The statement that was issued by the US Dept. of State on January 21, 2004
said, “The Algiers Peace Accord, ending the
Ethiopian Eritrean conflict, must be respected without qualification. Both
Ethiopia and Eritrea agreed to accept unequivocally the Eritrea Ethiopia
Boundary Commission’s decision as final and binding. The United States expects
each government to uphold its commitment to abide by this agreement. The United
States urges both parties to implement the Eritrea Ethiopia Boundary
Commission’s decision peacefully, fully and without delay. As the process moves
forward, communication directly between the two countries will be imperative.”
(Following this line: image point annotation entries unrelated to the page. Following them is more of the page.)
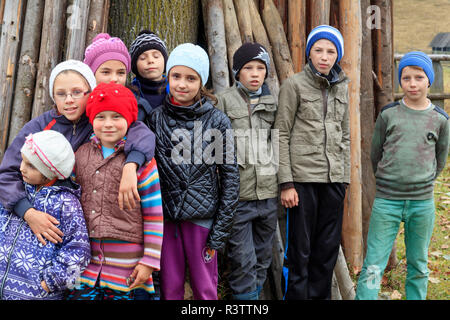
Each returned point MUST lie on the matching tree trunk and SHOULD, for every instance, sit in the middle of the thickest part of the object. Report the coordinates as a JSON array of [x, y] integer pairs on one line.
[[27, 68], [233, 37], [297, 32], [12, 22], [174, 21], [76, 28], [217, 48], [320, 12], [260, 35], [280, 48], [49, 54], [350, 15], [97, 23], [243, 15]]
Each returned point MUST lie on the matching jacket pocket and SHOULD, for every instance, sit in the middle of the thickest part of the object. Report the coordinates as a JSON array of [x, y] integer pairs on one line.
[[311, 107]]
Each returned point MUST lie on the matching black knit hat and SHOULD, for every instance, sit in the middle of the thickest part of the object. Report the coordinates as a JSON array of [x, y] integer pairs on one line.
[[146, 40], [247, 52]]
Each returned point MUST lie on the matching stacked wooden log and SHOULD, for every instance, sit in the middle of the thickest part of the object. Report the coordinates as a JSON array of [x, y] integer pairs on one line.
[[35, 36]]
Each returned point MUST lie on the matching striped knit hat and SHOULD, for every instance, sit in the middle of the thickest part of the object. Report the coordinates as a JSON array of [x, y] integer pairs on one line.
[[418, 59], [50, 153], [329, 33], [146, 40]]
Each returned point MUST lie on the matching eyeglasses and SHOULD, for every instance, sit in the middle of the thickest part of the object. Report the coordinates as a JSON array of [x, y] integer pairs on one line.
[[75, 95]]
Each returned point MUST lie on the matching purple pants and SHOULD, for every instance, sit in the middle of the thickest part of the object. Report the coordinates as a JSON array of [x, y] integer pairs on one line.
[[183, 243]]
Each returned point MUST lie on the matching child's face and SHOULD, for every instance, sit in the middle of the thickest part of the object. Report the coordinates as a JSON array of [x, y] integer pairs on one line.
[[110, 127], [252, 75], [323, 55], [414, 83], [111, 70], [184, 84], [30, 174], [150, 65], [71, 106]]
This is a principled stance calling on both countries to adhere to an agreement
that they signed and agreed to abide by its outcome wherever the chips may
fall. Eritrea is fully in compliance with the Algiers Agreement and only in
that sense does the US stance favor Eritrea. Ethiopia is, has been, and remains
the noncompliant/defiant party. The Algiers agreement provides measures to
remedy Ethiopia’s defiance (UN Charter, Chapter VII). But the international
community is and has been reluctant to consider such measures against Ethiopia
because it is ridiculous to sanction a country (Ethiopia) that owes its
sociopolitical and economic existence to the massive and continuous handout of
the international community (Ethiopia is now labeled as “Africa’s perpetual begging bowl”).
Knowing
that, the government in Ethiopia has been getting away with flagrant violations
of the Algiers agreement, outright rejection of court decisions, brazen defiance
of the rule of law, overt violation of multiple UNSC resolutions and more with
impunity simply because Ethiopia won’t accept ‘NO’ for an answer.
And
on 25 Nov 2004 Ethiopia unveiled an “Accept and deceive in principle” that it
dubbed as “5-point peace proposal”, which manifestly constitutes a serious
violation of the Algiers Peace Accord and has the audacity to compel the US and
the UN to support it under the threat of war.
As
the Boston Globe so rightly stated in its editorial of 6 Nov 2003 entitled also
correctly “Recalcitrant Ethiopia”, the international community must learn from
what happened after Eritrea wrested independence 1991 and the outside world let the two
nations sort out their relations. The result was a war that caused not less than
100, 000 of deaths from 1998 to 2000. Now Ethiopia is balking at a settlement
to resolve the immediate cause of the fighting.
Using
colonial maps, an international commission has determined a line between the
two countries, which both had agreed would be final, binding, and without right
for appeal or recourse of any kind. But Ethiopia refuses to allow the boundary
to be demarcated because the town of Badme would end up in Eritrea.
The
international community needs to engage Ethiopia intensely and if necessary
compel it to accept the decision of the Boundary Commission unequivocally as
agreed to by the peace treaty and make sure
they end the conflict.
If
Ethiopia can’t learn on its own to accept ‘NO’ for an answer, then the US, UN
and the international community at large have the obligation to teach Ethiopia to
learn to accept ‘NO’ for an answer the
hardest way because it can’t go on like this for ever.
The
US/UN must let Ethiopia know in no uncertain terms that the world is not
governed by what Ethiopia wants but by that what makes the world tick right and
governs: The rule of law in international relations.
“The
United Nations, the United States, and the European Union all say Ethiopia
should abide by the agreement. Letting the work of the boundary commission go
for naught could allow this conflict to fester into another war and would
represent a dire precedent for border disputes around the world – the Boston
Globe, 6 Nov 2003”.
The
US has spoken a principled ‘No’ to Ethiopia’s fraudulent proposal. Ethiopia
must respect that and accept ‘NO’ for an answer.